Source: AmericanCatholic.org

Tom (Martin Sheen) is a prosperous doctor, a widower and a kind of “retired” Catholic. His son Daniel (Emilio Estevez) is a doctoral student who decides to put his dissertation on hold to go on a journey to find himself and discover life’s meaning. Tom thinks he is wasting his time and not taking responsibility for his life.

Not long after, Tom gets a call on the golf course with the news that his son has died in an accident in a small village in France. He goes there to bring Daniel’s body home. He is surprised to find that his son is traveling very light and that he was ready to begin a 500 mile pilgrimage on foot, with only a rucksack with necessities.

Tom decides to make “el camino” or “The Way” to the shrine of Santiago de Compostela in Spain, a path worn by the feet of thousands of pilgrims for a thousand years. The Shrine of St. James the Great is the destination, where the relics of the apostle are believed by many to lie under the altar. He places Daniel’s ashes in a metallic box in the rucksack and sets off. The next morning, after sleeping on a riverbank, he drops the rucksack into a river and in the struggle to retrieve it is thoroughly soaked. But it is a sign of a new beginning for Tom, washed clean to start again.
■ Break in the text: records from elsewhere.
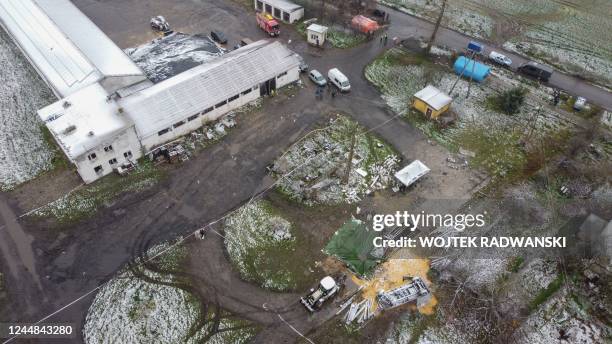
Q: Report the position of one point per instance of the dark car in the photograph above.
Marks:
(218, 37)
(537, 71)
(379, 13)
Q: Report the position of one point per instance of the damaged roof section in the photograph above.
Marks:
(67, 49)
(171, 55)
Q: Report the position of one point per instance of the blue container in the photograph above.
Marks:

Along the way Tom meets people making the camino, but he doesn’t want any company. He’s grumpy, sad, and though determined, is in shock at losing his son. He constantly brushes off the irrepressible and friendly overweight Dutchman, Joost (Yorick van Wageningen) who travels with his own questionable pharmacy. Sarah (Deborah Kara Unger) is a stringent Canadian who says she wants to quit smoking.  Jack (James Nesbitt, whom you may remember from the lovely film “Millions”) is an Irish writer with a seemingly terminal case of writer’s block.

Eventually Tom comes face to face with his own limitations when he starts a brawl and becomes a kind of father or wisdom figure for them.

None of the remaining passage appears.